When I approach the process of writing a novel, I am slow. It is slow. I take my time. After all, what should be the rush if it will take me months, if not years, to complete? Why hurry to write one page if this one page is a mere fraction of what there is to write? Why rush if this one page will likely be cut in the end? Novels require patience.
And yet, despite the overwhelming task of putting pages down that I know may or may not be used, creating characters who may or may not have any impact on the narrative, words and phrases that I love but must eventually be erased/deleted because of their preciousness, despite all of this, somehow, I keep on writing. You keep on writing. Sometimes, writing a novel feels like I’m Prometheus, not during the fire stealing phase but the eagle eating my liver every day phase. Or, maybe a better analogy is Penelope, weaving and unweaving. Because that’s what novel writing can feel like: a constant deletion.
But this is kind of a lie. This is what I hear other people say about writing novels. And sometimes I think their suffering is what my process should be like. Like maybe they’re more “legit” writers because they suffer while writing. It’s all part of the myth, right?

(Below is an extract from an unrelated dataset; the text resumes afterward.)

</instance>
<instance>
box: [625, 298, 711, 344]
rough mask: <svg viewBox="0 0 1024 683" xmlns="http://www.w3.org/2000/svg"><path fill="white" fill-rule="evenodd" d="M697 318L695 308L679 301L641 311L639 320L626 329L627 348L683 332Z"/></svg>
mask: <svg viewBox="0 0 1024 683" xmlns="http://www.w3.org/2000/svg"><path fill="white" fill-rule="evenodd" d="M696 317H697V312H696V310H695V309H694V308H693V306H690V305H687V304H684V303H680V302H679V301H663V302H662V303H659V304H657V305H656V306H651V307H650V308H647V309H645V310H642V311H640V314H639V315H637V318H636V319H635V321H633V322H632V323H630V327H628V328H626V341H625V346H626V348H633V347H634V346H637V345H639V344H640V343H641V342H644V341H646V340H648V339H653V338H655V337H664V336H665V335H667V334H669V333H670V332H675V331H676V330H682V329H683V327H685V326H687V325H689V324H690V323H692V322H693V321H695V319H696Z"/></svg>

Because for me novel writing isn’t suffering like Prometheus or Penelope or any other dead Greek. When I write novels, I write daily. I know that over time, there will be an accumulation, and all I have to do is be diligent. For me, novel writing is about diligence. Diligence is actually more important than patience. You just have to keep on. The other trick: I only write for two hours a day. I don’t understand people who write for hours on end. After a certain period of time, it just comes out junk, and for me, that magic time is two hours.
But back to numbers: I’ve been thinking about numbers because I recently wrote a short story. I don’t really write short stories. It’s not a medium I find particularly comfortable. (This is funny because I just published a collection of short stories, by which I mean, I know how to write them, they’re just not my preferred form.) Short stories happen too quickly. Before I know it, it’s done.
Except unlike novels, stories don’t necessarily require diligence. They require patience. Stories do not require that constant returning-to that novels do. Sure, it can take a long time to write a story, yes, but if you sit with a story for long enough, it happens. You just have to be patient with it.
For me, short stories are painful. I am not very patient, apparently.
Maybe it’s because I write novels by hand and short stories by typing. Maybe that’s the difference, but whatever the reason, the number of words in short stories is too constricting. (Ha! This from a writer who’s all about constraint!) So what about the numbers makes it so difficult? I will sit in front of my screen for an hour, barely making a sentence appear. Nor is it that I don’t know what story I want to write.
And then I think maybe the sentence functions differently in a story than a novel. Does it?
Well, whatever, I’ll stop now. But I’ll ask you all this: Do you approach different forms differently? And how so? (I’d like specifics please.)